This seems loose: “As a condition for a host to send packets with the 
L4S identifier
(ECT(1)), it SHOULD implement a congestion control behaviour that
ensures the flow rate is inversely proportional to the proportion of
bytes in packets marked with the CE codepoint. “

“are examples of a scalable congestion controls.”
- remove /a/.

“A scalable congestion control MUST react…”.
- I agree. Although I think you may first wish to point to the AQM BCP 
and say that “even though the congestion-controller is optimised to 
respond to congestion-experienced marks, it also needs to respond to 
packet loss [RFC7567].”]\=
- I also have the same comment for A.1.3. to motivate why loss reaction 
is important.

Should this be with commas?:
“non-L4S but ECN-capable bottleneck”
be “non-L4S, but ECN-capable, bottleneck”

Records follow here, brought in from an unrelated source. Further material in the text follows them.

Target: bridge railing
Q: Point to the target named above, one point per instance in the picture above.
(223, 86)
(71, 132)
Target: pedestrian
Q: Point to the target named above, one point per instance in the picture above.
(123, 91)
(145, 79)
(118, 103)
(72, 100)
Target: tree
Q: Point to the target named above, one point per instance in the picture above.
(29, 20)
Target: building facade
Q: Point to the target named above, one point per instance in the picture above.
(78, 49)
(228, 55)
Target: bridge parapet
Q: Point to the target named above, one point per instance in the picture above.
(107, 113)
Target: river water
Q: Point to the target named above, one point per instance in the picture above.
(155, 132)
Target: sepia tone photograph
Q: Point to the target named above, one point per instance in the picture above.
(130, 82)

“while it temporarily falls back to coexist with
Reno .”
- remove additional space. Is the word “while” better “during the time it”?

In Section 5:
“ Of course, a packet that carried both the ECT(1) codepoint and a
relevant non-ECN identifier would also be classified into the L
queue.”
- why “of course” - I can see why this can happen. However, does it HAVE 
to happen? why can’t a system put all ECT(1) traffic in a L4S queue 
irrespective of the other classification, then return the remaining 
L-compatible traffic to the L-queue? Is that not also a valid approach? 
Or is this here stating diffserv rules? please clarify.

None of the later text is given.